Today’s pick is a Slavic classic that just screams spooky. Our Name of the Day is Boris.
Perhaps the best known Boris did indeed choose his name for its exotic flair. Actor Boris Karloff was born into a privileged English family back in the 1880s. While his siblings went into public service and led distinguished, proper lives, the black sheep caught the acting bug. He’s immortalized as Frankenstein’s monster in the 1931 film. As for his name? He adopted Boris because it was exotic and claimed that he found Karloff hanging on the ol’ family tree. Besides better suiting a monster movie star, Boris Karloff allowed him to attain fame without embarrassing the Pratt clan. That said, they were reportedly all quite proud of their little brother.

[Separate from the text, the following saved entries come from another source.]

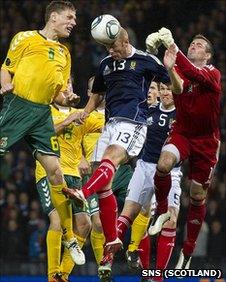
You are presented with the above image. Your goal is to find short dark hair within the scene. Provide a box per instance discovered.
[193,34,214,57]
[45,1,75,23]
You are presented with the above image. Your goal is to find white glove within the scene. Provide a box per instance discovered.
[145,32,161,55]
[158,27,174,48]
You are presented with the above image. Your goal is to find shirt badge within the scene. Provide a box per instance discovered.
[130,61,136,70]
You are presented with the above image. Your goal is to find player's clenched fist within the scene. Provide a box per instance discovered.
[158,27,174,48]
[0,83,14,95]
[145,32,161,54]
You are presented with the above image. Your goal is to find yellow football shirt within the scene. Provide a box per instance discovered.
[1,30,71,104]
[35,107,103,182]
[82,110,105,161]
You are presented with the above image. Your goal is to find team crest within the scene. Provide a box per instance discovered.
[130,61,136,70]
[59,47,64,53]
[90,198,98,209]
[0,137,8,148]
[147,116,153,126]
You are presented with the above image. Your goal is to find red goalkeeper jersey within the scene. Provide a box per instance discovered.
[173,50,221,138]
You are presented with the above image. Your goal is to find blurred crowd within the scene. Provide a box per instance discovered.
[0,0,225,275]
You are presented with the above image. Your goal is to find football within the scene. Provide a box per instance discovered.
[91,14,121,45]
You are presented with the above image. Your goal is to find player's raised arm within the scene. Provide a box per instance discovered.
[158,28,221,92]
[175,49,221,92]
[163,44,183,95]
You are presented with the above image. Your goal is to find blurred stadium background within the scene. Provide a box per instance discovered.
[0,0,225,281]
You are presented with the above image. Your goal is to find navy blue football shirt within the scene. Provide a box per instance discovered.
[142,102,176,163]
[92,47,170,123]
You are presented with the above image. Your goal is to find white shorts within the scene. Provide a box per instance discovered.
[91,118,147,162]
[126,159,182,212]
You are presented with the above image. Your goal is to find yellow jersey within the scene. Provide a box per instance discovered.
[82,110,105,161]
[1,30,71,104]
[35,106,103,182]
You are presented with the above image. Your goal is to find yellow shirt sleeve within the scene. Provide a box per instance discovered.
[1,31,32,74]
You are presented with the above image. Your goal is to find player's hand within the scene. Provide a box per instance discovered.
[0,83,14,95]
[78,158,91,176]
[145,32,161,55]
[64,92,81,108]
[72,110,89,125]
[158,27,174,48]
[163,44,178,70]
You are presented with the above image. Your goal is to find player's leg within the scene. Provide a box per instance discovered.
[117,160,154,270]
[98,121,147,279]
[176,136,220,269]
[90,212,105,265]
[150,133,188,235]
[36,178,63,282]
[26,106,84,265]
[176,180,207,270]
[127,207,151,270]
[88,193,105,266]
[155,169,181,273]
[118,160,153,241]
[60,176,90,280]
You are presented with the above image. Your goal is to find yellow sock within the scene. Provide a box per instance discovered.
[128,213,150,252]
[47,229,62,279]
[90,229,105,265]
[50,183,74,241]
[60,234,86,280]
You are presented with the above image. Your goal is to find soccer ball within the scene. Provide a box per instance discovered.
[91,14,121,45]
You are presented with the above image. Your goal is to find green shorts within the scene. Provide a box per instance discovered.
[82,174,99,216]
[37,175,89,215]
[82,164,133,215]
[112,164,134,211]
[0,93,59,157]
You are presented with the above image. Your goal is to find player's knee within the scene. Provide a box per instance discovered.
[156,160,172,175]
[190,196,206,206]
[157,152,176,175]
[48,165,64,185]
[74,215,92,238]
[190,184,207,205]
[92,220,103,233]
[49,211,61,231]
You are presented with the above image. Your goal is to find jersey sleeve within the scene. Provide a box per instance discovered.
[146,54,170,84]
[176,50,221,92]
[92,63,107,94]
[1,31,30,74]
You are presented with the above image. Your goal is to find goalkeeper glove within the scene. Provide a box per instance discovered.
[158,27,174,48]
[145,32,162,55]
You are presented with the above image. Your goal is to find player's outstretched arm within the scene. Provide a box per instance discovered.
[54,111,82,135]
[54,91,81,107]
[175,51,221,91]
[164,44,183,95]
[84,92,104,115]
[0,69,14,95]
[158,27,177,50]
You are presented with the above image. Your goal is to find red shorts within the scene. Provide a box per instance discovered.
[165,131,220,185]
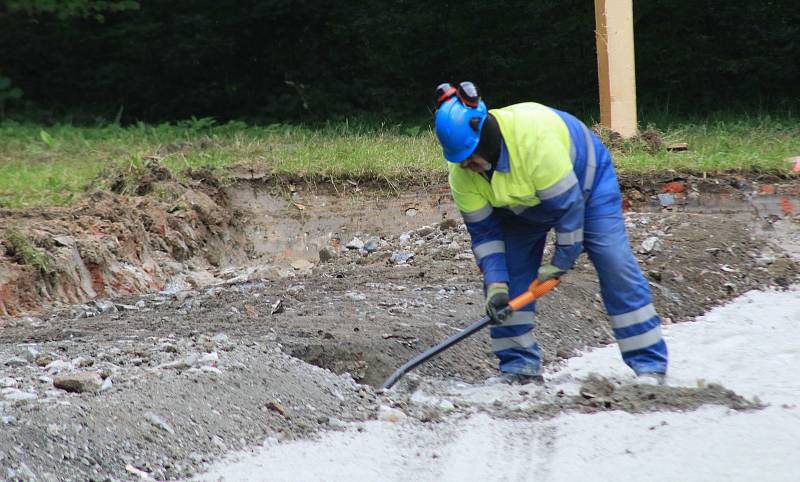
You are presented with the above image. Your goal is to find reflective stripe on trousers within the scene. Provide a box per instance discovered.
[492,151,668,376]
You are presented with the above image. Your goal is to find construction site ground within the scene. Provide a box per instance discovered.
[0,168,798,481]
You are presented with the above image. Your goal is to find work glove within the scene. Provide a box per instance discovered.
[537,263,566,282]
[485,283,511,324]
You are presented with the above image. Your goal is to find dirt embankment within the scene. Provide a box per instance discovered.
[0,169,798,481]
[0,168,252,318]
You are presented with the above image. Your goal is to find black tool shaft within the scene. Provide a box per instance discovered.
[379,315,492,390]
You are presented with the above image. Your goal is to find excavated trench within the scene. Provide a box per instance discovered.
[225,176,800,387]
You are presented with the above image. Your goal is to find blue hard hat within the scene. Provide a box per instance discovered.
[434,96,487,163]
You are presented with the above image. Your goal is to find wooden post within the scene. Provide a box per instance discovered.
[594,0,637,137]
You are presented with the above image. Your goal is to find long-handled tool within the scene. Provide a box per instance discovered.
[380,278,560,390]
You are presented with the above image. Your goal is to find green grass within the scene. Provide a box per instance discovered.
[614,116,799,173]
[0,115,797,208]
[4,229,53,272]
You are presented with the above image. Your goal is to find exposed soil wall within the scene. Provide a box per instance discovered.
[0,169,252,318]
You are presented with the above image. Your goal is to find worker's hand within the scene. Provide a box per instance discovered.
[485,283,510,324]
[537,263,566,282]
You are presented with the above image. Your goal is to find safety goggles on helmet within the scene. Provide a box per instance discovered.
[433,81,487,163]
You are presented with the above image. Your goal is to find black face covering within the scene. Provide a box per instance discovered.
[474,114,502,167]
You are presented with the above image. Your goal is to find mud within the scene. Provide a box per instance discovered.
[507,375,761,418]
[391,373,761,427]
[0,169,798,480]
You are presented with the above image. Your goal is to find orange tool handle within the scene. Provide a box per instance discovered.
[508,278,560,311]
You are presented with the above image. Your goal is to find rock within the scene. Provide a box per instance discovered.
[657,193,674,207]
[378,405,407,423]
[2,415,16,425]
[135,300,147,309]
[53,372,103,393]
[35,355,53,367]
[186,269,218,287]
[100,377,113,392]
[125,464,152,480]
[211,435,227,450]
[198,352,219,365]
[2,388,38,401]
[647,270,662,281]
[628,189,645,201]
[243,304,259,318]
[398,233,411,245]
[390,251,415,264]
[415,226,434,237]
[157,356,196,370]
[270,299,284,315]
[211,333,229,344]
[439,219,459,230]
[666,143,688,152]
[318,247,337,263]
[266,400,289,418]
[0,377,18,388]
[94,300,118,314]
[281,286,304,304]
[7,316,38,328]
[115,303,140,312]
[639,237,663,253]
[438,400,455,412]
[77,304,100,318]
[364,238,380,253]
[71,356,94,368]
[163,261,186,275]
[45,360,74,374]
[144,411,175,434]
[731,177,748,190]
[755,255,776,267]
[556,347,575,359]
[290,258,314,271]
[23,346,39,363]
[669,271,686,283]
[346,237,365,250]
[5,357,27,367]
[346,292,367,301]
[159,343,180,353]
[172,290,192,302]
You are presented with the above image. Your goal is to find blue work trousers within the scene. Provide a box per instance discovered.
[490,143,669,376]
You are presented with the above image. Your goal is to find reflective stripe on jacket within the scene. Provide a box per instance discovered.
[448,103,597,285]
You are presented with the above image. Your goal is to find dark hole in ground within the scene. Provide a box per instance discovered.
[289,343,396,387]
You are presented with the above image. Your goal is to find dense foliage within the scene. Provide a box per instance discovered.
[1,0,798,122]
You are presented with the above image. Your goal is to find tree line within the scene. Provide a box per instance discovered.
[1,0,798,123]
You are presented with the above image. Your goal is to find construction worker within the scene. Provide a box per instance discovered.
[434,81,668,384]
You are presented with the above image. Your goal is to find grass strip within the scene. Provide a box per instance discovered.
[0,115,797,208]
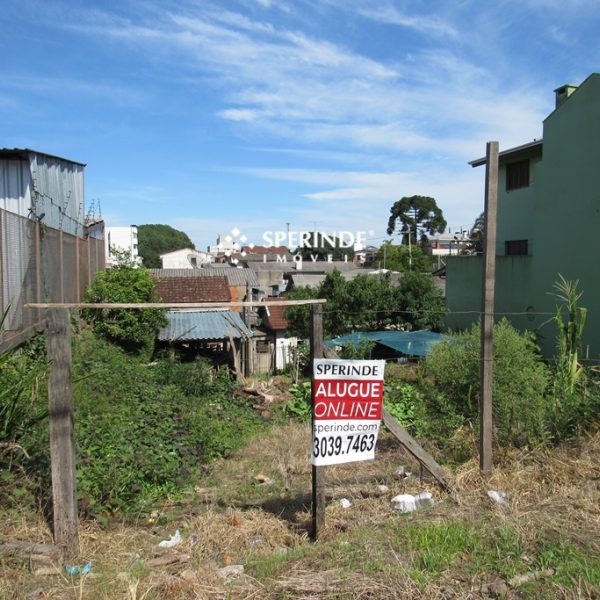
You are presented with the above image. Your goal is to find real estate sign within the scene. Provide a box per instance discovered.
[311,359,385,466]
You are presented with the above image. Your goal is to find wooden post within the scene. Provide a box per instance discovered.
[35,221,42,325]
[75,236,80,303]
[479,141,499,475]
[310,303,325,541]
[243,283,253,377]
[59,231,65,303]
[0,210,3,320]
[46,308,78,558]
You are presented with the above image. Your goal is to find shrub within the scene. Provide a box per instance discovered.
[0,311,48,468]
[82,259,167,354]
[426,319,549,447]
[72,332,263,514]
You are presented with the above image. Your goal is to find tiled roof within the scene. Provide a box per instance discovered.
[263,297,289,330]
[158,310,252,341]
[150,268,259,287]
[155,276,231,303]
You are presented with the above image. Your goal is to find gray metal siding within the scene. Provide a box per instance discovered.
[0,151,84,237]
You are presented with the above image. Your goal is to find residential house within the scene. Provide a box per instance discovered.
[258,297,298,371]
[150,266,259,304]
[159,248,213,269]
[154,274,252,372]
[446,74,600,357]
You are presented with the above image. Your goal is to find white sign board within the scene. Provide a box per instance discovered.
[311,359,385,466]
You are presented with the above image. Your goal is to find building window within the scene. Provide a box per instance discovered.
[506,159,530,190]
[505,239,528,256]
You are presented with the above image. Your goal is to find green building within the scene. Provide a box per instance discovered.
[446,73,600,358]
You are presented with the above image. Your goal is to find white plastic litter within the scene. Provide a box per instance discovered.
[339,498,352,509]
[377,484,389,493]
[158,530,182,548]
[391,492,434,513]
[487,490,509,505]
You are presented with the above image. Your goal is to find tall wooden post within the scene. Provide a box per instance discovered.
[243,283,253,377]
[46,308,79,558]
[479,141,499,475]
[0,210,4,320]
[310,303,325,540]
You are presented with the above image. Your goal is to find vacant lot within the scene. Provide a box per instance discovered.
[1,421,599,599]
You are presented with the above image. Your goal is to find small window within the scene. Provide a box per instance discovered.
[506,159,530,190]
[505,240,528,256]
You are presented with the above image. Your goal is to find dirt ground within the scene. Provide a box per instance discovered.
[1,422,599,599]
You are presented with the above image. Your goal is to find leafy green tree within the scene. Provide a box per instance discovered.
[397,272,446,331]
[374,241,433,272]
[285,269,446,338]
[82,260,167,354]
[138,224,195,268]
[387,195,447,246]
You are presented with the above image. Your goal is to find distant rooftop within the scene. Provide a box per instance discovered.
[469,139,543,168]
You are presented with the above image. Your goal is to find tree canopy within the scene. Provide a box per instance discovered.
[82,257,167,354]
[386,195,447,246]
[374,242,432,273]
[138,224,195,268]
[285,269,446,339]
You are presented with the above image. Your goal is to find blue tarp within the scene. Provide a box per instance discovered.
[325,330,445,357]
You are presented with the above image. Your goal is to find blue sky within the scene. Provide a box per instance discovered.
[2,0,599,250]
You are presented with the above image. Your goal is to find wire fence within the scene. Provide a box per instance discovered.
[0,208,105,348]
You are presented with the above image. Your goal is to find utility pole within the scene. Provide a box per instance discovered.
[479,141,499,475]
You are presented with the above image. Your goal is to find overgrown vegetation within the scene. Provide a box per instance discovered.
[73,333,264,514]
[82,255,167,355]
[285,269,446,339]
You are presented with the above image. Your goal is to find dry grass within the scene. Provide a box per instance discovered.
[1,424,599,599]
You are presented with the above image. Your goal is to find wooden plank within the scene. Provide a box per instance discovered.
[227,328,245,385]
[0,539,63,566]
[59,231,64,303]
[382,408,454,492]
[479,141,499,475]
[326,344,454,491]
[45,308,79,558]
[310,303,326,541]
[25,299,328,309]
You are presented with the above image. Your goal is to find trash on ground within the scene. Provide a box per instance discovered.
[65,561,92,576]
[217,564,244,580]
[158,529,182,548]
[339,498,352,508]
[487,490,509,505]
[377,484,389,493]
[391,492,434,513]
[394,466,412,479]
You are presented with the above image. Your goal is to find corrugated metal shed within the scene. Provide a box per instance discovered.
[158,310,253,342]
[325,330,445,357]
[150,268,259,287]
[0,148,85,236]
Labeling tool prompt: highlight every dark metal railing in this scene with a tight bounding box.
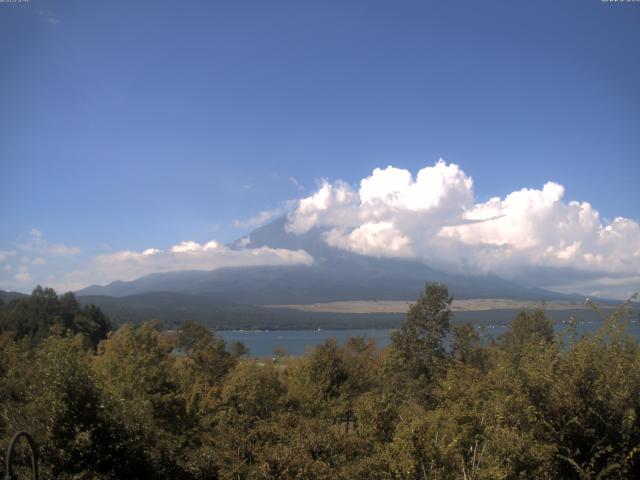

The roots of Boris are most likely Turkish, and he’s been a hit among Slavs since the early Middle Ages. While his etymology is debated, most agree that the original name was probably Bogoris. You’ll also find Boris used as a diminutive for Boruslaw or other elaborations.
Boris I ruled Bulgaria back in the 800s. Two more rulers of that nation wore the name. A steady trickle of notables have been Boris ever since:
- Saint Boris lived in the 1000s;
- Boris Gudonov was Emperor of Russia in the 1500s, though he’s probably better known as the subject of the Pushkin drama and the Mussorgsky opera;
- An animated Boris spied for Pottsylvania’s Fearless Leader and Mr. Big as part of the Rocky and Bullwinkle universe;
- The Who sang about Boris the Spider – if you’re downloading last minute playlists for a party, consider adding this to Ghostbusters and the Monster Mash;
- Boris Yeltsin served as president of Russia in the 90s;
While he’s flirted with the edges of US Top 1000, charting at the upper reachers in 1923 and again from 1961 to 1970, he’s about as rare as they come.
We’re not quite sure how to evaluate Boris. Would your kiddo be called Frankenstein from kindergarten through college? Or would it be easy to spin it as an authentic Slavic heritage choice? We’re leaning towards the latter.
Oops … that’s the doorbell. See you on All Saint’s Day.